Single by Janet Kay
- B-side: "Dangerous"
- Released: 1979
- Genre: Lovers rock
- Length: 3:40
- Label: Arawak
- Songwriter: Dennis Bovell
- Producer: Dennis Bovell

= Silly Games =

1979 song by Janet Kay

"Silly Games" is a song written by Dennis Bovell that was first released in 1979 as a single by English actress and vocalist Janet Kay. The single was a hit not only in the UK, where it reached number two that summer, but throughout Europe. Kay's appearance singing on Top of the Pops made it the first lover's rock tune on BBC Television's flagship popular music show. The song appeared again in 1990 as a re-recording, billed as by Lindy Layton featuring Janet Kay, which reached number 22 in the charts. A remix version of Kay's original recording spent three weeks in the UK singles chart, peaking at No. 62.

==Song background==
Dennis Bovell has described "Silly Games" as "the story of a bold young lady proposing to a young man. C'mon, we've been giving each other the eye. I know you like me. Stop playing games. In 1978, when I wrote it, almost always the man made the first move." Explaining how he approached the composition, Bovell says: "There was an advert for Memorex where Ella Fitzgerald sang a note and broke a glass, and I wanted a song with a note like that; little girls always try to sing a high note, so when I wrote ‘Silly Games’ and put that high note in there, it meant that every female in the dance would try and sing that note." Now considered an anthem of its genre, "Silly Games" has been called "probably the most popular of the lover's rock songs from the '70s". Bovell has said: "...it was a song constructed with a verse and a chorus and a bridge and a 'tickling piece' at the end and an intro to catch you so you would have to sit up and listen to what was coming next.... To this day, that song is still on the radio constantly. But that song, it was constructed to be a hit."

Dennis Bovell played guitar, bass and synthesizer, Drummie Zeb from Aswad played the drums and Janet Kay sang.

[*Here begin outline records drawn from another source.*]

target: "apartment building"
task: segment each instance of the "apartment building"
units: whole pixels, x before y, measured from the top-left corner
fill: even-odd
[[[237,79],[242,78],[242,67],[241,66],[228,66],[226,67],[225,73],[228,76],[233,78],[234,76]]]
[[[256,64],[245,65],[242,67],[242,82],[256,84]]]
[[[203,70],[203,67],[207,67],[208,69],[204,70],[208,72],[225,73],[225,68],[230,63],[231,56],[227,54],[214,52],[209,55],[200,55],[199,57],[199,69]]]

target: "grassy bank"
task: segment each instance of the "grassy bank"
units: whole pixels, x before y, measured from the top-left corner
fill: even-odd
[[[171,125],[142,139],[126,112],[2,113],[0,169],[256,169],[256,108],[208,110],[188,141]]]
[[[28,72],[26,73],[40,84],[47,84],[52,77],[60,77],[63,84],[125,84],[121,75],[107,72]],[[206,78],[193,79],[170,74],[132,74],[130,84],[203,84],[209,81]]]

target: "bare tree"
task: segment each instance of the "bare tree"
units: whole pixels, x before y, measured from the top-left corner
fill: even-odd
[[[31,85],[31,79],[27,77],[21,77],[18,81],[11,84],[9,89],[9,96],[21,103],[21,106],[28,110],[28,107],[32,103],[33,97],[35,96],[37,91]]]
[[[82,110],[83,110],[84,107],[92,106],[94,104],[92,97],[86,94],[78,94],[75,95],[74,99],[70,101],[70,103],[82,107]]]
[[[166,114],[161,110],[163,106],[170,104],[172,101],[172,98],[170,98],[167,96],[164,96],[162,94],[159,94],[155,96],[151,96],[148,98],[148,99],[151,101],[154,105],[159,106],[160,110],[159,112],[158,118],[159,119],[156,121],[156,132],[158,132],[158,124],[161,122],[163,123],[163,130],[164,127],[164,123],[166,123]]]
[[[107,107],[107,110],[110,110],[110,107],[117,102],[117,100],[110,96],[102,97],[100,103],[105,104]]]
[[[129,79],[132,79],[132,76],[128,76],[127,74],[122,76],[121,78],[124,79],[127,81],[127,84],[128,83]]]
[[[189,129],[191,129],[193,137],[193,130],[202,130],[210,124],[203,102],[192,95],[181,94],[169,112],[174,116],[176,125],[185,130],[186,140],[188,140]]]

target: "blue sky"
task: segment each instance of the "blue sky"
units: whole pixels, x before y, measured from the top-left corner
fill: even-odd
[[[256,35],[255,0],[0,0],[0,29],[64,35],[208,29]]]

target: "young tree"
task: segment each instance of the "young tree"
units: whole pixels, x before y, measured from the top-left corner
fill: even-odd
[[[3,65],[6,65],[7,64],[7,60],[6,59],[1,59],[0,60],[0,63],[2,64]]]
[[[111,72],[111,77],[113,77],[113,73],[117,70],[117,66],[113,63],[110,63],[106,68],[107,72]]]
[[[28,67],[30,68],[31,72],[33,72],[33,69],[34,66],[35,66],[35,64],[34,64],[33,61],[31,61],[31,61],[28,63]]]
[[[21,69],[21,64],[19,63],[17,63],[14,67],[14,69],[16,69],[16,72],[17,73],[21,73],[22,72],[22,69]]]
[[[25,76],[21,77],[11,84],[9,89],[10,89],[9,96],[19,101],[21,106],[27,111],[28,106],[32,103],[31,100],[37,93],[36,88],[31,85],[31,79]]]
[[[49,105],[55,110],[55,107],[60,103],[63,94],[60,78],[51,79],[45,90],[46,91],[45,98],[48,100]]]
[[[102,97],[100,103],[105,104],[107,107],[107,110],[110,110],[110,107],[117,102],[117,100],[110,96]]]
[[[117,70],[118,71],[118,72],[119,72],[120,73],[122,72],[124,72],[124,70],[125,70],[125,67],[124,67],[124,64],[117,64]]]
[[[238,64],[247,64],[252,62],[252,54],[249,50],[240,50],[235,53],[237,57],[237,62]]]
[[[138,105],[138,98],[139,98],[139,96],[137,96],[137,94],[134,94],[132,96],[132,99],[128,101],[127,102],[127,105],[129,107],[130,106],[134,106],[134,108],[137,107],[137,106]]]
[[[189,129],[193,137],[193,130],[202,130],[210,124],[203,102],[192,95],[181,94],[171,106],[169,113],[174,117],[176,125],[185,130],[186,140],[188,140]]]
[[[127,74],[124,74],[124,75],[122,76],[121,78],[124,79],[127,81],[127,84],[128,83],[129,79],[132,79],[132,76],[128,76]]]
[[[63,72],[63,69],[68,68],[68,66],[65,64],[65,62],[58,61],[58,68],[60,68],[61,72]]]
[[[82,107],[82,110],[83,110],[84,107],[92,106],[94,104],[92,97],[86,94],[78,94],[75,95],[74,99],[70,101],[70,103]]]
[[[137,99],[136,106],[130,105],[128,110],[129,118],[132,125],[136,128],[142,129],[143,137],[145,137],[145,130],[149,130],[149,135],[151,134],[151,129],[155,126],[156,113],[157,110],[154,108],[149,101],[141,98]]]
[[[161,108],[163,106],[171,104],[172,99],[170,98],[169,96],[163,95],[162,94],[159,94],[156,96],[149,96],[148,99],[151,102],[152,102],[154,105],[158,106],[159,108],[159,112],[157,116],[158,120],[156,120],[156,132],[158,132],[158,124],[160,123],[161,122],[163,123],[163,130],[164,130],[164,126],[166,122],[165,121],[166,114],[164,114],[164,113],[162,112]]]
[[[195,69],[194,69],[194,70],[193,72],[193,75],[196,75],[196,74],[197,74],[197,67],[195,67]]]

The song features prominently in Steve McQueen's film Lovers Rock, the second film in his 2020 anthology series Small Axe. As The New York Times states: "The lovesick kiss-off 'Silly Games' and its indelible high note play a pivotal part" in the film, and Bovell has a cameo role.

==Critical reception==
The Guardian said, "Everything about "Silly Games" is perfect: its gently rolling rhythm, its beautiful melody, Dennis Bovell's subtle production, Kay's vocal that goes from understated to indelible."

==Lindy Layton version==
English singer Lindy Layton debuted as a solo singer in 1990 with her version of "Silly Games", which was released by Arista Records as the first single from her debut album, Pressure (1991). The song was produced by Martyn Phillips and features Janet Kay, peaking at number 22 on the UK Singles Chart.

===Critical reception===
Dave Jennings from Melody Maker wrote: "The song is tender and lovely, as anyone who remembers Janet Kay's sensual original will know. Producers Martin Philips and Norman Cook have conjured up a fine, sturdy, shuffling rhythm track." Reviewing Layton's debut album Pressure, he felt the album version of "Silly Games" sounded far more interesting than it did on single, calling it "unpredictably remixed".

===Charts===

| Chart (1990) | Peak position |
|---|---|
| Europe (Eurochart Hot 100) | 65 |
| Luxembourg (Radio Luxembourg) | 17 |
| UK Singles (OCC) | 22 |

==Tricky version==
The British trip-hop musician Tricky included the song on his 2014 album Adrian Thaws, featuring vocalist Tirzah in a version characterised as "low-slung soul".